Pour les revendeurs, cela n’a toutefois rien de réjouissant et cela entraînera surtout une concentration du marché. En effet, en principe, les fabricants chinois n’auraient qu’à notifier leurs appareils six mois avant la vente en Europe. Sauf que ces fabricants n’ont pas vraiment compris le système et, souvent, ne savent pas ce qu’on attend d’eux. Bien entendu, les grossistes peuvent prendre en charge cette démarche à la place des fabricants et, comme tout le monde sait que les vapoteurs sautent volontiers sur les nouveautés, on devine facilement la suite.

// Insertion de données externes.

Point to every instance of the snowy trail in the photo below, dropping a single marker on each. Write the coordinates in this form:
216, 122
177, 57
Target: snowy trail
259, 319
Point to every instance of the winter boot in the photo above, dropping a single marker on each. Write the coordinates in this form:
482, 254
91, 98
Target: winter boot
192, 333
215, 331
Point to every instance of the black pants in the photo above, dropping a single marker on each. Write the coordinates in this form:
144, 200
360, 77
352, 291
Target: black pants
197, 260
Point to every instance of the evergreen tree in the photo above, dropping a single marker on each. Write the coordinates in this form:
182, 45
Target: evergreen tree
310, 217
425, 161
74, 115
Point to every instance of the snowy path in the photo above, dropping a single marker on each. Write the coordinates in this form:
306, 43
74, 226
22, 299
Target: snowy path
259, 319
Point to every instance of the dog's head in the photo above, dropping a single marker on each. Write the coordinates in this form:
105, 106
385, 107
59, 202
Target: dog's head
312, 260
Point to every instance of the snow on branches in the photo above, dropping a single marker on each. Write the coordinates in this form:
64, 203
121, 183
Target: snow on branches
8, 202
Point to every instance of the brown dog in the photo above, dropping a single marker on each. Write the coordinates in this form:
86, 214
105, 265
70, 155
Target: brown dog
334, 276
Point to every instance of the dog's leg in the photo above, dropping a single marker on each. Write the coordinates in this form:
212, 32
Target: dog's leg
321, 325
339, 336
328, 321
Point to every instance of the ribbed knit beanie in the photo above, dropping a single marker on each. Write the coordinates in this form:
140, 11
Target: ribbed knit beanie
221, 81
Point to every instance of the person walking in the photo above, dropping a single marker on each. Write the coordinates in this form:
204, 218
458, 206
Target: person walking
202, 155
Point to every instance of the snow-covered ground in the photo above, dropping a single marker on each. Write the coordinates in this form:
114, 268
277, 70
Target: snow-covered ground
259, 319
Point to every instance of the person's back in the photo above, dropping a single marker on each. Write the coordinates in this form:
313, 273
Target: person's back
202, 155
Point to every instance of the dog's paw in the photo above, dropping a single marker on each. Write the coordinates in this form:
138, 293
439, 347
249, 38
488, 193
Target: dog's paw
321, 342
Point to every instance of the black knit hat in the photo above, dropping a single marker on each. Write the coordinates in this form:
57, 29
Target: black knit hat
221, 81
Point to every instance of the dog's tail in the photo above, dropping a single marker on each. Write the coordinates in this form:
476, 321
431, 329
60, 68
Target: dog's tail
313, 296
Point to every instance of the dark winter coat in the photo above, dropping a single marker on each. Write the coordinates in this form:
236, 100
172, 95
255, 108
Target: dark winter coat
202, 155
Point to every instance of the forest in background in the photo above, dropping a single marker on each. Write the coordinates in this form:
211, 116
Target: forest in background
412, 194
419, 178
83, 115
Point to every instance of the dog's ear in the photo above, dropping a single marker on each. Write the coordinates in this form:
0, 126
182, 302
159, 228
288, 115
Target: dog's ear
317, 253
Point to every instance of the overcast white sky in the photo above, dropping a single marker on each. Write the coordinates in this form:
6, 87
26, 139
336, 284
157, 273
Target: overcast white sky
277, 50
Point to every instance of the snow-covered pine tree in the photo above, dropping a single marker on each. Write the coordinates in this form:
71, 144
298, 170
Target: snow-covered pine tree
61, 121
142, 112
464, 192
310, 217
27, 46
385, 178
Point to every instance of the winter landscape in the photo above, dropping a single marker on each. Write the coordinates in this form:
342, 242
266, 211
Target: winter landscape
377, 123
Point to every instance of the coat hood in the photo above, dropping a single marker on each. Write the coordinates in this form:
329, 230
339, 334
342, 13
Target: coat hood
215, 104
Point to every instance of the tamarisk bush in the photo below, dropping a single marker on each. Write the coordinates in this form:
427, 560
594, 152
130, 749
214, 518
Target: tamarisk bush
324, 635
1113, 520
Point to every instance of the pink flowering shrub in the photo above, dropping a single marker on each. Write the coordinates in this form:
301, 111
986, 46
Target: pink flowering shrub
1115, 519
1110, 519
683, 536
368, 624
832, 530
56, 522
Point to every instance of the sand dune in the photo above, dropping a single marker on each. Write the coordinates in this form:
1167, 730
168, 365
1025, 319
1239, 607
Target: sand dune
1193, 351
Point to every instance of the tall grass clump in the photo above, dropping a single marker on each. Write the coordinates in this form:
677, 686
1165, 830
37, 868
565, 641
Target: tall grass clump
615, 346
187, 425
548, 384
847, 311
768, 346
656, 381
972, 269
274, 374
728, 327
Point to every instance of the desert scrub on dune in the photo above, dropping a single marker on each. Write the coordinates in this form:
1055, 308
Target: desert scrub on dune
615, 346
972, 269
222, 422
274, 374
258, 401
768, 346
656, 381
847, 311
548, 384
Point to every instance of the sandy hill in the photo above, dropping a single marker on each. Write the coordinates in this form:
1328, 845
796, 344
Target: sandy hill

Les fabricants chinois n’auront pas non plus très envie de notifier leurs nouveaux appareils avant leur lancement, tout simplement parce que la concurrence ne dort jamais. Celui qui trouve le premier une nouvelle variante offrant une vapeur optimale et un bon rendu des saveurs veut aussi être le premier à la sortir discrètement !
Les petits revendeurs indépendants risquent d’avoir plus de mal à l’avenir. Ils devront forcément se regrouper pour réduire les coûts liés à l’autorisation de nouveaux e-liquides. Les revendeurs qui font leurs propres mélanges ont donc un problème. Ou alors ils se fourniront auprès de plus gros acteurs, qui s’occuperont de tout à leur place. Quoi qu’il en soit, cela n’a plus grand-chose à voir avec une économie de marché libre, et l’UE fait directement le jeu des mauvaises personnes.